Pues sí. Yo hoy venía a hablar de esos maestros que valoran a sus alumnos con el corazón y por su corazón, y que precisamente por eso son sensibles de reconocer las capacidades individuales de cada uno de ellos, a sabiendas de que ésas serán las que los harán competentes en algunos aspectos y por las que tendrán dificultades en otros. Y además, les harán ver que NO PASA NADA, porque la heterogeneidad es riqueza.
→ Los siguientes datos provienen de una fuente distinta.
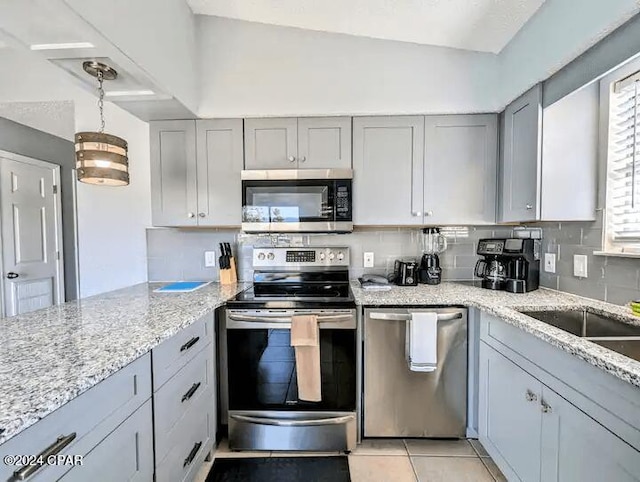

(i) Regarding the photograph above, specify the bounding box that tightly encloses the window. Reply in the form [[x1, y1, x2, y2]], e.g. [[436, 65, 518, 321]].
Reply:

Y porque las diferencias son un abanico de infinitas posibilidades si trabajamos juntos. 

Y esto es lo que firmemente creo que le viene faltando a la escuela: MAESTROS DE CORAZÓN, con respeto real a la diversidad en la enseñanza, a la de sus iguales, para poder apreciar después las distintas capacidades de cada uno de sus alumnos y con la certeza de que nada es absoluto, ni los métodos ni las modas educativas. 

Yo creo que la única verdad absoluta en la escuela son los alumnos, su corazón y sus necesidades. 

Así pues, gracias Mar, por decir verdades como puños y por intentar hacer de la escuela un mundo digno para la infancia.

Está claro que lo que necesitamos no son maestros "último modelo en innovación educativa", sino más MAESTROS CON C, de CORAZÓN.